Abbott TEF; William Harvey Research Institute, Queen Mary University of London, London, UK; Barts Health NHS Trust, London, UK. Electronic address: t.abbott@qmul.ac.uk.
Gooneratne M; Barts Health NHS Trust, London, UK.
McNeill J; Barts Health NHS Trust, London, UK.
Lee A; William Harvey Research Institute, Queen Mary University of London, London, UK.
Levett DZH; Critical Care Research Group, Southampton NIHR Biomedical Research Centre, University Hospital Southampton-University of Southampton, Southampton, UK.
Grocott MPW; Critical Care Research Group, Southampton NIHR Biomedical Research Centre, University Hospital Southampton-University of Southampton, Southampton, UK.
Swart M; South Devon Healthcare NHS Trust, Torbay, UK.
MacDonald N; Barts Health NHS Trust, London, UK.

British Journal Of Anaesthesia [Br J Anaesth] 2018 Mar; Vol. 120 (3), pp. 475-483. Date of Electronic Publication: 2017 Nov 29.

Background: Despite the increasing importance of cardiopulmonary exercise testing (CPET) for preoperative risk assessment, the reliability of CPET interpretation is unclear. We aimed to assess inter-observer reliability of preoperative CPET.

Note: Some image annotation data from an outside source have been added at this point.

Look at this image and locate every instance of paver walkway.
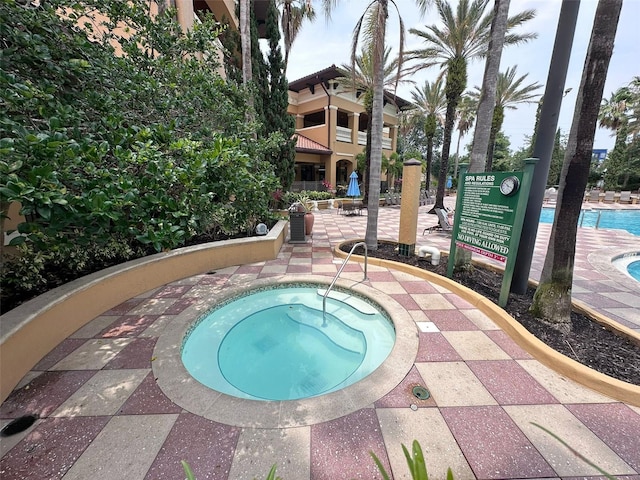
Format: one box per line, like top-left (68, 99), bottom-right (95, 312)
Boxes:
top-left (0, 203), bottom-right (640, 480)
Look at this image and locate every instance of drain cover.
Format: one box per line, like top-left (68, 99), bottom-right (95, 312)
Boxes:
top-left (412, 385), bottom-right (431, 400)
top-left (0, 415), bottom-right (38, 437)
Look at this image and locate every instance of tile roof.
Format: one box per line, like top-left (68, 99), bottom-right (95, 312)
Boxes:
top-left (296, 133), bottom-right (333, 155)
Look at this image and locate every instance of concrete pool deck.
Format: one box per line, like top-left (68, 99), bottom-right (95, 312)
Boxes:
top-left (0, 199), bottom-right (640, 480)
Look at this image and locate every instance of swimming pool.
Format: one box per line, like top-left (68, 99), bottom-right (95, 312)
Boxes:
top-left (182, 285), bottom-right (395, 400)
top-left (627, 260), bottom-right (640, 282)
top-left (540, 208), bottom-right (640, 236)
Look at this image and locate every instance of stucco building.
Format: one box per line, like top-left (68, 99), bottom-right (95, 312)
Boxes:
top-left (289, 65), bottom-right (410, 190)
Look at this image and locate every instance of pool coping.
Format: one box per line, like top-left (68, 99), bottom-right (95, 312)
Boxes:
top-left (334, 239), bottom-right (640, 407)
top-left (152, 274), bottom-right (419, 429)
top-left (0, 220), bottom-right (288, 401)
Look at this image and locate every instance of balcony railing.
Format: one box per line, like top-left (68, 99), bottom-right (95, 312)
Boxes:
top-left (336, 126), bottom-right (351, 143)
top-left (358, 132), bottom-right (391, 150)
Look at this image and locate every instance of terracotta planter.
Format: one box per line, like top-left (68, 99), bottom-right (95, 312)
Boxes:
top-left (304, 212), bottom-right (315, 235)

Methods: We conducted a prospective, multi-centre, observational study of preoperative CPET interpretation. Participants were professionals with previous experience or training in CPET, assessed by a standardized questionnaire. Each participant interpreted 100 tests using standardized software. The CPET variables of interest were oxygen consumption at the anaerobic threshold (AT) and peak oxygen consumption (VO2 peak). Inter-observer reliability was measured using intra-class correlation coefficient (ICC) with a random effects model. Results are presented as ICC with 95% confidence interval, where ICC of 1 represents perfect agreement and ICC of 0 represents no agreement.
Results: Participants included 8/28 (28.6%) clinical physiologists, 10 (35.7%) junior doctors, and 10 (35.7%) consultant doctors. The median previous experience was 140 (inter-quartile range 55-700) CPETs. After excluding the first 10 tests (acclimatization) for each participant and missing data, the primary analysis of AT and VO2 peak included 2125 and 2414 tests, respectively. Inter-observer agreement for numerical values of AT [ICC 0.83 (0.75-0.90)] and VO2 peak [ICC 0.88 (0.84-0.92)] was good. In a post hoc analysis, inter-observer agreement for identification of the presence of a reportable AT was excellent [ICC 0.93 (0.91-0.95)] and a reportable VO2 peak was moderate [0.73 (0.64-0.80)].
Conclusions: Inter-observer reliability of interpretation of numerical values of two commonly used CPET variables was good (>80%). However, inter-observer agreement regarding the presence of a reportable value was less consistent.